Мы приближаемся к философии. Вся эта книга находится на пороге философии. Спешу добавить, что она там и остается. Здесь не излагаются никакие догмы, претендующие на какую-либо всеобщую значимость. Не то чтобы даже философ-техник всегда стремился заявить об этом. Г-н Ф. Г. Брэдли, один из самых влиятельных современных английских философов, который в начале своей карьеры писал: «По всем вопросам, если вы будете давить на меня достаточно сильно, в настоящее время я заканчиваю сомнениями и недоумениями», сорок лет спустя все еще говорит, что если его попросят жестко определить свои принципы, «я прихожу в замешательство». Ибо даже сырный клещ, можно себе представить, мог бы лишь с трудом достичь адекватной метафизической концепции сыра, и насколько более трудна эта задача для Человека, чей повседневный интеллект, кажется, движется на плоскости, столь похожей на плоскость сырного клеща, и при этом имеет столь обширную и сложную сеть явлений для синтеза.
Понятно, насколько нерешительным и предварительным должно быть отношение того, кто, найдя дело своей жизни вне области технической философии, может попутно почувствовать необходимость, пусть даже в шутливой форме, поразмышлять о своей функции и месте во Вселенной. Такое размышление — лишь инстинктивный импульс обычного человека искать более широкие следствия, связанные с его собственными маленькими делами. Это философия только в том простом смысле, в каком греки понимали философию, — просто философия жизни, своей собственной жизни в широком мире. Философ-техник делает нечто совершенно иное, когда переступает порог и запирается в своем кабинете —
“Veux-tu découvrir le monde,
Ferme tes yeux, Rosemonde”—
и выходит с огромными томами, которые трудно купить, трудно читать и, будьте уверены, трудно писать. Но о Сократе, как и об английском философе Фальстафе, нам не говорят, что он что-либо писал.

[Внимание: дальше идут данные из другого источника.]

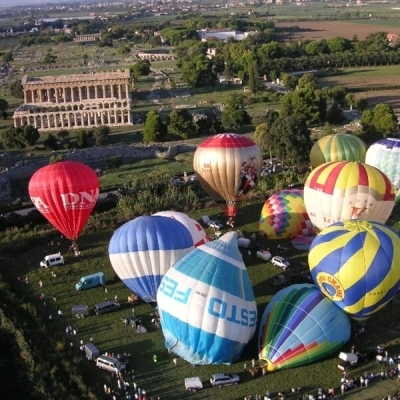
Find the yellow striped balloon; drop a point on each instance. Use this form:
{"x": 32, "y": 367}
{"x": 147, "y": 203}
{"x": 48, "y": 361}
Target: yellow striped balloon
{"x": 338, "y": 147}
{"x": 357, "y": 265}
{"x": 344, "y": 190}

Так что, если кому-то может показаться, что эта книга раскрывает экспансивное влияние того великого классико-математического Ренессанса, в котором нам выпала высокая честь жить, и что они находят здесь «относительность», примененную к жизни, я не так уверен. Мне иногда кажется, что, во-первых, мы, простые смертные, формируем великие движения нашей эпохи, и только во-вторых, они формируют нас. Я думаю, так было даже в великом раннем классико-математическом Ренессансе. Мы связываем его с Декартом. Но Декарт ничего не смог бы сделать, если бы бесчисленная толпа во многих областях не создала атмосферу, благодаря которой он смог вдохнуть дыхание жизни. Мы можем здесь с пользой вспомнить все то, что показал Шпенглер относительно единства духа, лежащего в основе самых разнообразных элементов продуктивности эпохи. Роджер Бэкон обладал гением, чтобы создать такой Ренессанс тремя столетиями ранее; не было атмосферы, в которой он мог бы жить, и он задохнулся. Но Малерб, который поклонялся Числу и Мере так же преданно, как Декарт, родился за полвека до него. Этот молчаливый, колоссальный, свирепый норманец — ярко представленный нам Тальманом де Рео, которому, а не Сен-Симону, мы обязаны подлинной картиной Франции XVII века, — был одержим гением разрушения, ибо обладал естественным инстинктом викинга, и он вымел весь прекрасный дух романтизма старой Франции так полностью, что он едва ли возрождался с тех пор до дней Верлена. Но он обладал нормандским классико-математическим архитектурным духом — он мог бы сказать, подобно Декарту, столь же истинно, как это вообще можно сказать в литературе, Omnia apud me mathematica fiunt — и он ввел в мир новое правило Порядка. При наличии Малерба Декарт почти не мог не последовать за ним, Французская академия должна была возникнуть почти одновременно с «Рассуждением о методе», а Ленотр уже должен был чертить геометрические узоры садов Версаля. Декарт, следует помнить, не мог бы работать без поддержки; он был человеком робкого и уступчивого характера, хотя когда-то был солдатом, не героического склада Роджера Бэкона. Если бы Декарта можно было поставить на место Роджера Бэкона, он подумал бы многие мысли Бэкона. Но мы бы никогда об этом не узнали. Он нервно сжег одну из своих работ, когда услышал об осуждении Галилея, и было счастьем, что Церковь медленно осознавала, какой ужасный большевик вошел в духовный мир с этим человеком, и никогда не понимала, что его книги должны быть внесены в Индекс, пока он уже не был мертв.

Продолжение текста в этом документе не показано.